Dans cette confusion, il devient difficile de discerner nos amis de nos éventuels ennemis. Tout devient source de doute, de suspicion. Et cela vaut encore davantage pour ces médias qui, à force d’amplifier l’inquiétude, finissent par lui donner vie.
Tous parlent, et parlent mal. Ils usent de paroles trop apaisantes pour être honnêtes, ou trop honnêtes pour véritablement apaiser.
Le monde entier semble commenter l’Histoire en train de s’écrire, mais personne ne prend vraiment la peine de lui reprendre la plume. Le monde a parcouru tant de chemin depuis le dernier conflit mondial… Peut-être serait-il temps de faire une pause pour vérifier que nous ne nous sommes pas perdus en route.
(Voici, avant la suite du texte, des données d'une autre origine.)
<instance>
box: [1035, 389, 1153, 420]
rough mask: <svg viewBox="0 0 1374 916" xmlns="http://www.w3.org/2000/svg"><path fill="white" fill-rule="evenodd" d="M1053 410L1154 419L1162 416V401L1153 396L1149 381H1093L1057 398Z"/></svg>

Rien n’oblige le monde à poursuivre sur ce mauvais chemin.
Et nous, pauvres adultes — ou qui nous prenons pour tels —, avançons au milieu de ces échos contradictoires, fallacieux ou sincères, comme des promeneurs perdus dans un brouillard épais. Chacun croit voir un mur, une crevasse, une lueur… mais personne ne distingue clairement ni la vérité, ni le mensonge, ni le vrai du faux.
Alors comment s’étonner que vous, mes enfants, me posiez aujourd’hui une question que je n’aurais jamais imaginé entendre en tant que père ?
Je vous avoue une immense tristesse.
Pas une tristesse tapageuse ou théâtrale. Non : celle, sourde, d’un père qui se rend compte qu’il n’a pas su vous transmettre un monde suffisamment solide pour apaiser vos prudentes inquiétudes, vos craintes légitimes, vos frayeurs juvéniles.
Celle d’un père qui constate que l’horizon se rétrécit, et que les générations suivantes regardent l’avenir non plus avec impatience, sérénité et optimisme, mais avec appréhension, anxiété et fatalisme.
Je vous ai vus grandir, rire, apprendre, tomber, vous relever… et jamais je n’aurais pensé qu’un jour vous me demanderiez si demain serait un champ de bataille.
Les pères devraient parler d’avenir, pas de survie. Ils devraient transmettre des raisons d’espérer, pas des modes d’emploi pour traverser des tempêtes annoncées.
Et pourtant… me voilà.
Alors laissez-moi vous dire ceci, même si ce n’est ni un oui ni un non : « n’ayez pas peur trop tôt. »
La peur est un poison lent. Elle ronge avant même que le danger n’arrive. Et elle finit par faire plus de dégâts que les événements qu’elle prétend anticiper.
Soyez vigilants, lucides, informés — mais ne vivez pas à genoux.
Faites des projets, aimez, construisez, voyagez, élevez vos enfants, riez fort, pleurez quand il le faut, gardez vos cœurs vaillants et vos âmes ouvertes.
Ce monde est trop souvent dur, mais il appartient encore à ceux qui le vivent, pas à ceux qui le voient déjà à l’agonie dans leurs discours.
Quant à moi, je vous accompagnerai du mieux que je peux. Je serai toujours là pour vous, tant que Dieu me prêtera vie. Je ne suis ni prophète, ni stratège. Je suis juste votre père, votre grand-père — un homme qui a vu des choses sombres et qui sait pourtant que la lumière revient toujours à un moment ou à un autre, parfois par la fenêtre, parfois par un simple geste de tendresse.
Je ne vous promets pas que l’avenir sera facile.
Je ne vous promets pas qu’il sera terrible.
Je vous promets seulement de rester là, auprès de vous, avec ma franchise, mes silences maladroits, ma tendresse qui n’ose pas toujours dire son nom, et ce désir têtu que vous soyez heureux malgré tout, contre tout.
Si un jour vous me reposez la même question, je vous répondrai sans honte : « je ne sais pas ».
Mais je vous regarderai avec la certitude que vous saurez avancer dans ce monde mieux que je ne pourrais le faire à votre place.
Et cela, ça vaut toutes les prophéties.
Avec tout mon amour,
Votre père, votre grand-père, pour toujours.